When running blogs for community, and business interests, the important question of of “who” has visited has been a big challenge. This problem was one of the inspirations for the creation of OpenID and other approaches for identity sharing.
As corporate blog applications grow as operational business tools, the ability to respond to users who launch comments becomes a critical component of doing business. This requires being able to integrate this information flow into company processes as a natural extension of the blog.
SalesForce.com has been focused on aggregation of customer prospects across all channels a company performs in. So, this is a very natural extension to SaleForce’s destiny to consider the corporate blog an important touch point for consumers.

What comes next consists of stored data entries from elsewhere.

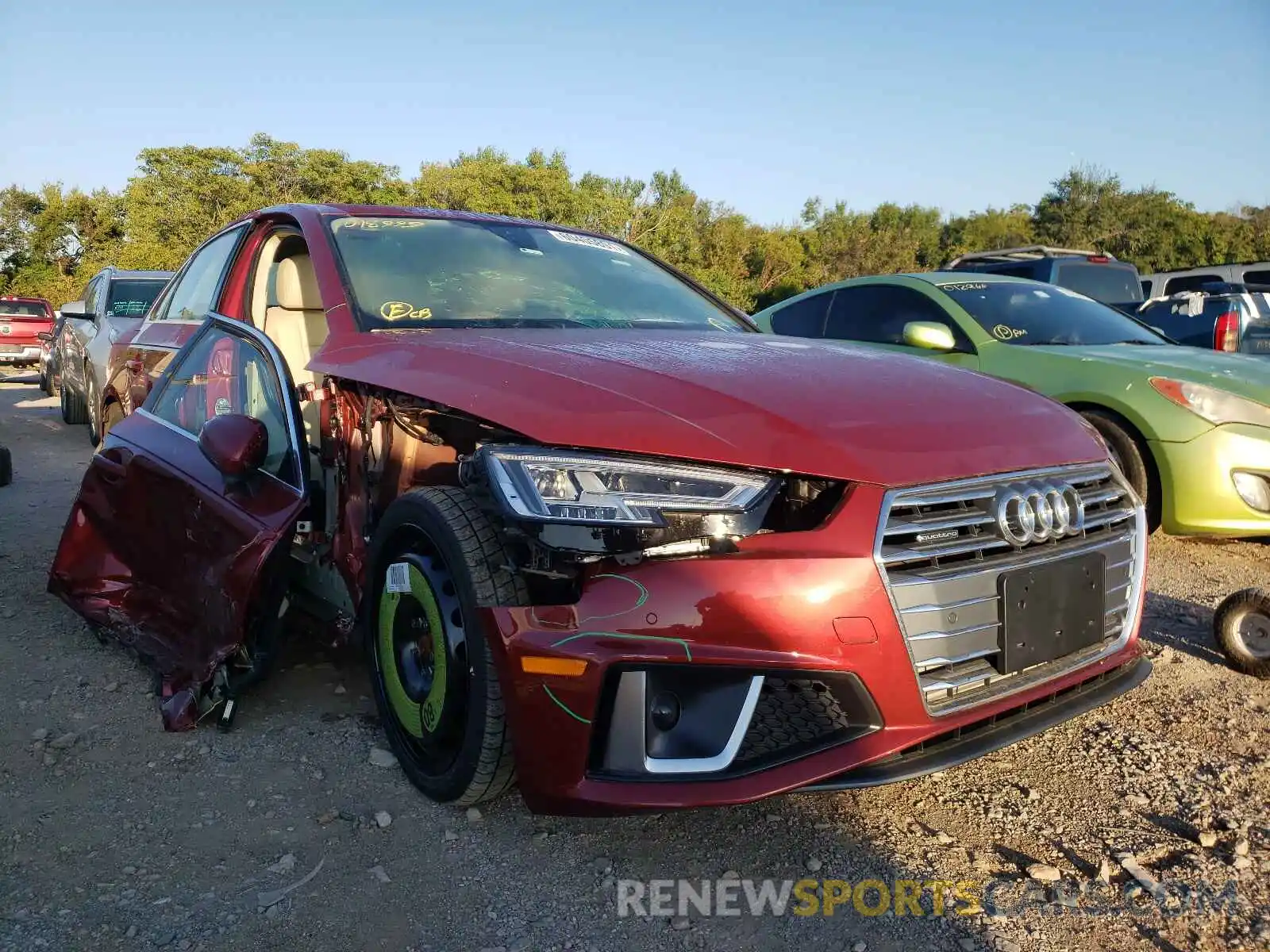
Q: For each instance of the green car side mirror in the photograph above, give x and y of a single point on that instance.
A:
(931, 336)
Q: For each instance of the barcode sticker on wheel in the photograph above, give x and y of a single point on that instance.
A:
(399, 578)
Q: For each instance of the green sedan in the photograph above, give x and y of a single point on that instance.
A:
(1189, 428)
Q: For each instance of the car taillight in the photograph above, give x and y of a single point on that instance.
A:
(1226, 336)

And, with the momentum of SalesForce’s Chatter platform – which enables enterprise collaboration and hooks to services like Twitter and Facebook, this integration both helps get comprehensive and in our opinion, increases the value of the blog as a tool for the enterprise.
SalesForce provided us screenshots of the application, we’ll walk through them here.
In the SalesForce dashboard, set up a WordPress receiver.
When configuring the WordPress integration, set up the system to auto-respond with a custom message.
Build a form in SalesForce.com to capture user contact information using the form builder.
Embedding the connection between the widget or page in WordPress by tying it to the SalesForce identifier.
Viewing the widget in WordPress.
Adding the contact widget to the Sidebar widget (for example) enables the blog to use it pre-defined presentation mechanics to bring the SalesForce powered contact widget to users. This can be done across the entire site (like shown in sidebar), or added to an individual page or widget that is controlled by the WordPress publishing process.
In this model of the universe, the blog owner is able to connect the blog viewer to company processes. We think this may be help blogs grow to being more operational tools, bringing the ease of publishing to the ease of customer relationship management.
Do you run WordPress and Saleforce.com today? What do you think about this merge of capabilities?